Maillot de santé
Certes, les ray-baneux ont inventé les toilettes et l’eau courante il y a quelques 2500 ans de cela. Certes, 2000 ans plus tard, la crème de la crème du gratin français, en la personne de sa (courte) majesté Louis XIV, allait déféquer derrière les rideaux. Mais les choses ont bien changé, nous l’avons déjà évoqué. Nous avons inventé le bidet, puis nous l’avons délaissé, préférant les douches hebdomadaires et le doux contact du papier toilette (en cas de pénurie d’oisillon duveteux) sur nos séants aux joies des jets décapants l’arrière train et le plaisir de partager sa couche avec la crasse accumulée au cours des deux derniers jours. Mais il reste encore nombre de points en matière de règle élémentaire de santé publique ou nous aurions bien à apprendre.
Prenons par exemple, et tout à fait au hasard, le cas du maillot de santé.
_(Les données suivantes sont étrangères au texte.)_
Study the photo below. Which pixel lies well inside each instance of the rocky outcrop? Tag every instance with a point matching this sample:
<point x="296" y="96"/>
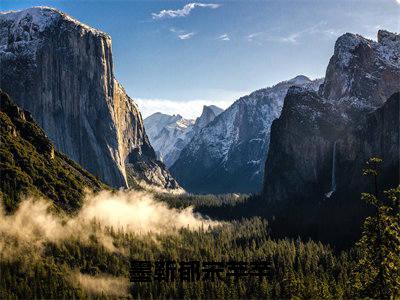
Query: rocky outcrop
<point x="170" y="134"/>
<point x="229" y="154"/>
<point x="360" y="77"/>
<point x="62" y="71"/>
<point x="29" y="164"/>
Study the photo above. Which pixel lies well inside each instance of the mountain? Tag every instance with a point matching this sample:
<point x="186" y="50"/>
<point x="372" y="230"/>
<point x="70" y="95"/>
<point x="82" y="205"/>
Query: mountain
<point x="170" y="134"/>
<point x="29" y="164"/>
<point x="321" y="141"/>
<point x="229" y="154"/>
<point x="62" y="72"/>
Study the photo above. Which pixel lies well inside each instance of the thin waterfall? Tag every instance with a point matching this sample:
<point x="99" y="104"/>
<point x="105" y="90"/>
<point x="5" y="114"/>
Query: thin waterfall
<point x="333" y="182"/>
<point x="333" y="175"/>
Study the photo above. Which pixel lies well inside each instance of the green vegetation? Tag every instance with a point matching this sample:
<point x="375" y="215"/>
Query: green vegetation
<point x="296" y="268"/>
<point x="378" y="270"/>
<point x="29" y="163"/>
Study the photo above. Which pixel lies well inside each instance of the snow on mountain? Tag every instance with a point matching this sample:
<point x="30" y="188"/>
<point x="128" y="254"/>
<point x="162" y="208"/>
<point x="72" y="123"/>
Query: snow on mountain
<point x="170" y="134"/>
<point x="229" y="154"/>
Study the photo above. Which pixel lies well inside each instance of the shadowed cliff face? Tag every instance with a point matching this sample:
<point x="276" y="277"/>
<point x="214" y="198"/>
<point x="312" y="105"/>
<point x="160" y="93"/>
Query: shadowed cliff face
<point x="352" y="110"/>
<point x="62" y="71"/>
<point x="228" y="155"/>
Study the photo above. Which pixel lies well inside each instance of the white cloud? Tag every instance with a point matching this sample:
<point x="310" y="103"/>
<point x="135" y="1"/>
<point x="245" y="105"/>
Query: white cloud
<point x="224" y="37"/>
<point x="183" y="12"/>
<point x="186" y="36"/>
<point x="251" y="36"/>
<point x="188" y="109"/>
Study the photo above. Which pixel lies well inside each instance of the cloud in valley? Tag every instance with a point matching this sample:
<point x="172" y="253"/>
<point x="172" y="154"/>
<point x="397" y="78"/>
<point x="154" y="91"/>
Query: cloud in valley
<point x="33" y="224"/>
<point x="183" y="12"/>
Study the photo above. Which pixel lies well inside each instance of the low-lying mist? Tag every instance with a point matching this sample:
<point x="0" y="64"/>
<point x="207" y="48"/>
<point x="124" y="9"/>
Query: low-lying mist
<point x="24" y="234"/>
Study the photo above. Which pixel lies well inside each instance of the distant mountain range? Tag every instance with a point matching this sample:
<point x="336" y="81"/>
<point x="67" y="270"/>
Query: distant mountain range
<point x="228" y="155"/>
<point x="62" y="72"/>
<point x="170" y="134"/>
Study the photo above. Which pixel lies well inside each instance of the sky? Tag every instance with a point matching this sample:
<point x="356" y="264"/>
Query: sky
<point x="176" y="56"/>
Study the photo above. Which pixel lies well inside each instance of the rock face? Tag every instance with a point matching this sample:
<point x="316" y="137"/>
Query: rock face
<point x="229" y="154"/>
<point x="62" y="71"/>
<point x="321" y="142"/>
<point x="170" y="134"/>
<point x="361" y="76"/>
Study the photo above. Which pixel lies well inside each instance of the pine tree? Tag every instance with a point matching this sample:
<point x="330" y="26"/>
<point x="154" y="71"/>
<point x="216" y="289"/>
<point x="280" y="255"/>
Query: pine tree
<point x="377" y="273"/>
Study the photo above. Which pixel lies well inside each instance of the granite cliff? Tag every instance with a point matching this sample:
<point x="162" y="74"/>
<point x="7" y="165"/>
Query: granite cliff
<point x="62" y="72"/>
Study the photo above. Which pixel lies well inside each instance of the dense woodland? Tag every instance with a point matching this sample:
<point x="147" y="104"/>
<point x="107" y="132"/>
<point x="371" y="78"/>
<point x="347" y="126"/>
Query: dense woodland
<point x="296" y="266"/>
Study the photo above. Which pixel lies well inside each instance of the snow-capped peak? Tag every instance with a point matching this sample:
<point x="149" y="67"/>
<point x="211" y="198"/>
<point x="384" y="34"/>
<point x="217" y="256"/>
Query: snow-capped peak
<point x="38" y="18"/>
<point x="170" y="134"/>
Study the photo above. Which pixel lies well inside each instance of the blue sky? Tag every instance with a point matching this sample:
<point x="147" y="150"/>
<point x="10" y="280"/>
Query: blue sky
<point x="173" y="56"/>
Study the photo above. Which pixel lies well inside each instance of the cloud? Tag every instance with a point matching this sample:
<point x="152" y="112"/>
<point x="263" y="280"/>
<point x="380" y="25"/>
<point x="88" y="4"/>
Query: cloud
<point x="182" y="34"/>
<point x="101" y="285"/>
<point x="33" y="225"/>
<point x="295" y="37"/>
<point x="251" y="36"/>
<point x="224" y="37"/>
<point x="183" y="12"/>
<point x="186" y="36"/>
<point x="189" y="109"/>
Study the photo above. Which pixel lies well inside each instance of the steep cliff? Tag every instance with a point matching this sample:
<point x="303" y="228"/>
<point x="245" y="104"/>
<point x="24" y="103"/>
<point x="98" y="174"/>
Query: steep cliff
<point x="229" y="154"/>
<point x="29" y="164"/>
<point x="62" y="71"/>
<point x="169" y="135"/>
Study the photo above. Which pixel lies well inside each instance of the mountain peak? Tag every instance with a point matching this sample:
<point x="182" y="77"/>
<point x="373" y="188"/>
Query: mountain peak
<point x="299" y="79"/>
<point x="38" y="18"/>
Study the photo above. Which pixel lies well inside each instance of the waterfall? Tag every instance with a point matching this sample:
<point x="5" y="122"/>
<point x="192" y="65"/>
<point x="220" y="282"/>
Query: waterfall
<point x="333" y="184"/>
<point x="333" y="175"/>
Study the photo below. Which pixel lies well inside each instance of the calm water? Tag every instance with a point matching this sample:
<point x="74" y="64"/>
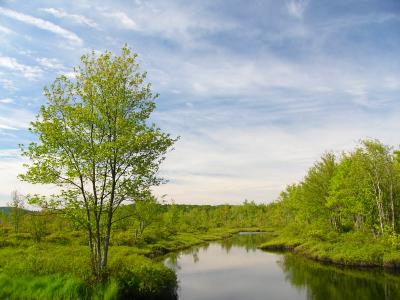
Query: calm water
<point x="235" y="269"/>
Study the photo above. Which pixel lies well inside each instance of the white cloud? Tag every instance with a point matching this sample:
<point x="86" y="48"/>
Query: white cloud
<point x="183" y="24"/>
<point x="231" y="163"/>
<point x="50" y="63"/>
<point x="7" y="83"/>
<point x="80" y="19"/>
<point x="123" y="20"/>
<point x="26" y="71"/>
<point x="6" y="100"/>
<point x="42" y="24"/>
<point x="14" y="119"/>
<point x="296" y="8"/>
<point x="5" y="30"/>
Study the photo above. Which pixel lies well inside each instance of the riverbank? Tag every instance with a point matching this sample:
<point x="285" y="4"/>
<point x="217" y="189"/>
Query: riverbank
<point x="57" y="268"/>
<point x="354" y="249"/>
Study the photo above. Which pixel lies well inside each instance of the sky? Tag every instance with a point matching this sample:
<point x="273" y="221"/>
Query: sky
<point x="257" y="90"/>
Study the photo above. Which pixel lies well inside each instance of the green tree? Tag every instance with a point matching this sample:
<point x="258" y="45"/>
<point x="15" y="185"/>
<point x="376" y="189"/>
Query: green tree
<point x="16" y="209"/>
<point x="97" y="145"/>
<point x="145" y="212"/>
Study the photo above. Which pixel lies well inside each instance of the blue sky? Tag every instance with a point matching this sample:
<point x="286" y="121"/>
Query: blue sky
<point x="257" y="90"/>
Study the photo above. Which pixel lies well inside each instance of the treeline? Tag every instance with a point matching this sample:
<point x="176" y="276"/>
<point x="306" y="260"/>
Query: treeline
<point x="354" y="191"/>
<point x="144" y="221"/>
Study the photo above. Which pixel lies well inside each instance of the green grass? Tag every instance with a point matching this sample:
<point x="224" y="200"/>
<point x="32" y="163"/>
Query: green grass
<point x="58" y="267"/>
<point x="352" y="248"/>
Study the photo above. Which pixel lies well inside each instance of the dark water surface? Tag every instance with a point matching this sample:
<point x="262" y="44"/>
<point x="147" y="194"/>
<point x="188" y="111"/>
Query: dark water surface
<point x="235" y="269"/>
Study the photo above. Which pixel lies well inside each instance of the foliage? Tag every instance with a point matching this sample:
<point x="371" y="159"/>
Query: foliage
<point x="97" y="145"/>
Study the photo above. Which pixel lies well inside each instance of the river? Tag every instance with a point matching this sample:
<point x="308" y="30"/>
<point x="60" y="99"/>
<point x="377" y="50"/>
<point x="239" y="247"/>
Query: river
<point x="235" y="269"/>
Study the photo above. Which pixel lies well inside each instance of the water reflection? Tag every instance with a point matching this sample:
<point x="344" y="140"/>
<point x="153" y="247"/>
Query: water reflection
<point x="329" y="282"/>
<point x="235" y="269"/>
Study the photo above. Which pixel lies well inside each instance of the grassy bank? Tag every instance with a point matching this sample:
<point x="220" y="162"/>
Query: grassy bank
<point x="58" y="268"/>
<point x="351" y="248"/>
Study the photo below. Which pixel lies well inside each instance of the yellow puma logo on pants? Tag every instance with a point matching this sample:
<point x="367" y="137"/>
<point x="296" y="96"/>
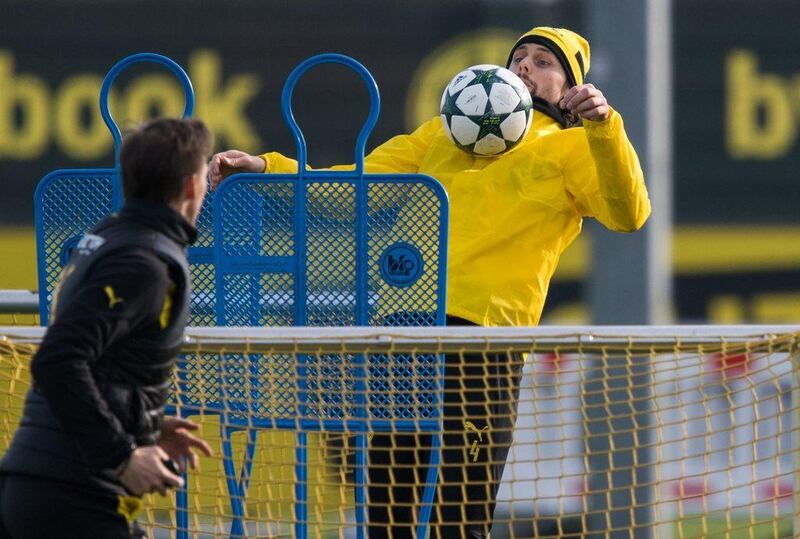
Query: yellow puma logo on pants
<point x="475" y="450"/>
<point x="112" y="297"/>
<point x="129" y="507"/>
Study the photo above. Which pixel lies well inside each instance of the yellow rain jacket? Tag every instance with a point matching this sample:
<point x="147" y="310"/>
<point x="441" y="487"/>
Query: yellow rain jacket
<point x="512" y="216"/>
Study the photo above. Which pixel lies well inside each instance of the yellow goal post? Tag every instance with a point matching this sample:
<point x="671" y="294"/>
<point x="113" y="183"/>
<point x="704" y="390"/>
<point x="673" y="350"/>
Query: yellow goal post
<point x="630" y="431"/>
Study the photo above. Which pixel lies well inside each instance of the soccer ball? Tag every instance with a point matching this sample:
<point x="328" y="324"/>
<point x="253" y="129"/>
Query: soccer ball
<point x="486" y="110"/>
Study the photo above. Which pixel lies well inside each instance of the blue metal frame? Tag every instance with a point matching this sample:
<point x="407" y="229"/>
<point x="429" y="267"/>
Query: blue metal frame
<point x="297" y="265"/>
<point x="93" y="193"/>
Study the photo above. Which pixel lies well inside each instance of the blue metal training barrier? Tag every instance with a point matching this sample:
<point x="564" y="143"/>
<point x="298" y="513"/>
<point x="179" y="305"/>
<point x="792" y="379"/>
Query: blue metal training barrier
<point x="68" y="202"/>
<point x="330" y="248"/>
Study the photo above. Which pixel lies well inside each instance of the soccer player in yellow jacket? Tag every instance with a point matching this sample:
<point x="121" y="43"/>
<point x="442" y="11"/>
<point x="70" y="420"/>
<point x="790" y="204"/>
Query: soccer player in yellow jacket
<point x="511" y="218"/>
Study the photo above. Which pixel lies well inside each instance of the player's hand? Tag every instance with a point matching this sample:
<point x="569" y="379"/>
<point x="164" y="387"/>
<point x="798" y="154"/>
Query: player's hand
<point x="146" y="472"/>
<point x="587" y="102"/>
<point x="180" y="444"/>
<point x="230" y="162"/>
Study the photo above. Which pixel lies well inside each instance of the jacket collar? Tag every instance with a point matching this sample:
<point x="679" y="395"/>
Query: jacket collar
<point x="160" y="218"/>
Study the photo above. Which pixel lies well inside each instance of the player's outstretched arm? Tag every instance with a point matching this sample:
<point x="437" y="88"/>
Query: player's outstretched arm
<point x="605" y="178"/>
<point x="587" y="102"/>
<point x="224" y="164"/>
<point x="146" y="471"/>
<point x="180" y="444"/>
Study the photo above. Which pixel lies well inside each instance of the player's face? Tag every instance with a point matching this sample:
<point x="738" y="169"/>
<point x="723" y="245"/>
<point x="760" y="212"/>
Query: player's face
<point x="540" y="70"/>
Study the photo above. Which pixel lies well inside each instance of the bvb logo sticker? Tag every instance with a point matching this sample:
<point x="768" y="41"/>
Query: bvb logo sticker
<point x="401" y="264"/>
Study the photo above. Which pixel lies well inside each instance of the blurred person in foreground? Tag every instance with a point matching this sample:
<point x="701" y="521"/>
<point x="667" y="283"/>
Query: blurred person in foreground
<point x="511" y="218"/>
<point x="93" y="438"/>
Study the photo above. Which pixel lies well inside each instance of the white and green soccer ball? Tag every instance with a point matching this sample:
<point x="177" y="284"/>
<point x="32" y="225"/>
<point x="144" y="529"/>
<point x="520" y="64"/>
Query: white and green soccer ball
<point x="486" y="110"/>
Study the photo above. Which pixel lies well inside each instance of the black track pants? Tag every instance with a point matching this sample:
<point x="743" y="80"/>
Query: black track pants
<point x="481" y="395"/>
<point x="36" y="508"/>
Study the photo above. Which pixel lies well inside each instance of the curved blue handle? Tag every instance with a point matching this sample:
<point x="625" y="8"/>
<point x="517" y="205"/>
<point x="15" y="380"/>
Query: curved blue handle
<point x="136" y="59"/>
<point x="372" y="118"/>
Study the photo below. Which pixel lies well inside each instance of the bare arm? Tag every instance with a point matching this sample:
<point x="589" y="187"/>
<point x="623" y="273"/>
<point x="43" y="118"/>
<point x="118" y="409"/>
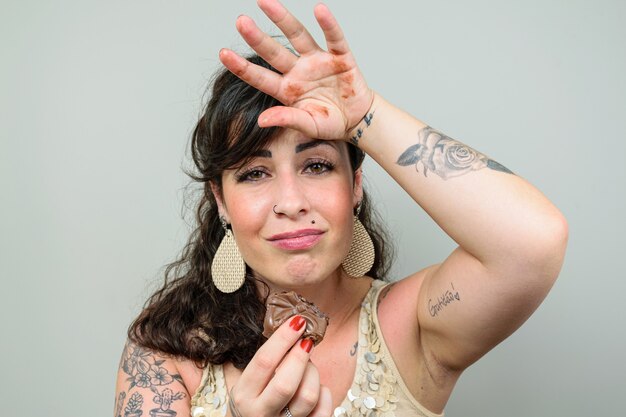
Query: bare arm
<point x="511" y="238"/>
<point x="149" y="382"/>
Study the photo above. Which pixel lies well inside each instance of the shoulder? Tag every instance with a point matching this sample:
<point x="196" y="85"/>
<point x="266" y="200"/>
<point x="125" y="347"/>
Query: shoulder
<point x="149" y="381"/>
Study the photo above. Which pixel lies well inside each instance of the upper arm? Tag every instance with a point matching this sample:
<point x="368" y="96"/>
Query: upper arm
<point x="465" y="308"/>
<point x="148" y="382"/>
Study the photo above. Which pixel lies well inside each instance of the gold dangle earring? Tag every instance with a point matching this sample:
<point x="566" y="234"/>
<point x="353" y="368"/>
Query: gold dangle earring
<point x="228" y="269"/>
<point x="360" y="258"/>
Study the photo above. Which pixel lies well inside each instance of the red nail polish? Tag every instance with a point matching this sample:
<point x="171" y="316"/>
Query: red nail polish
<point x="306" y="344"/>
<point x="297" y="323"/>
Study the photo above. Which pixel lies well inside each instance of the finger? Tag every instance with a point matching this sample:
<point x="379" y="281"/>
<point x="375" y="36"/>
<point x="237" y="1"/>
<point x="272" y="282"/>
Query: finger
<point x="283" y="386"/>
<point x="261" y="369"/>
<point x="289" y="117"/>
<point x="258" y="77"/>
<point x="324" y="406"/>
<point x="335" y="40"/>
<point x="308" y="393"/>
<point x="267" y="47"/>
<point x="295" y="31"/>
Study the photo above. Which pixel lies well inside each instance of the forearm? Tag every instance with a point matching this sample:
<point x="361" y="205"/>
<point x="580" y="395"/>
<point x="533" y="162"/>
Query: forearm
<point x="490" y="212"/>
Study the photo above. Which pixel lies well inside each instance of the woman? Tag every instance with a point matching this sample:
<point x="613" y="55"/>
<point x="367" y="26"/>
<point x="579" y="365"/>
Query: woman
<point x="279" y="152"/>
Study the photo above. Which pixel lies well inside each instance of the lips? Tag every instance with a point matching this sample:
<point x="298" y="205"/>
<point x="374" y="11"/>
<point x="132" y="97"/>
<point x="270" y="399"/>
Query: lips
<point x="297" y="239"/>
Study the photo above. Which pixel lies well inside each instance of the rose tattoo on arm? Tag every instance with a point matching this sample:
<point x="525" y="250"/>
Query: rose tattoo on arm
<point x="445" y="156"/>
Le maillot de santé est au torse ce que le boxer est a l’arrière train : un sous vêtement chargé de procurer un certain confort, de constituer un rempart de douceur entre les parties sensibles et l’aridité du jean et bien entendu de protéger ce même jean de la transpiration (pour ne rien dire d’autre). Un concept fort louable qui ne se rencontre que trop peu dans nos vertes contrées (le maillot de santé, pas le boxer).
Las, lorsque nos amis plombiers à moustache, chemise rouge et salopette bleue ont du choisir le vêtement qui serait dédié à cet usage, ils ont tenu compte de l’aspect esthétique. Les demoiselles ont ainsi de sympathiques débardeurs blancs, et les demoiseaux ont, eux, de moins sympathiques débardeurs blancs. Des marcels. Le T-Shirt de coton aurait sans aucun doute été un excellent choix, mais il présente un énorme désavantage : il ne laisse pas le champ libre aux moumoutes de poitrines qu’arborent fièrement les mâles du pays derrière leurs chemises largement ouvertes. Le choix s’est donc porté vers le marcel, haut représentant d’une mode séculaire, dont les top-models s’affichent tous les après midi de 13h à 17h en terrasse de bar, un pastis entre les mains, zieutant habillement l’intense partie se disputant sur le boulodrome de la place de l’église. Dans le cas de l’Italie, remplacez le pastis par une bière et le boulodrome par une télé quelconque branchée sur un match de foot.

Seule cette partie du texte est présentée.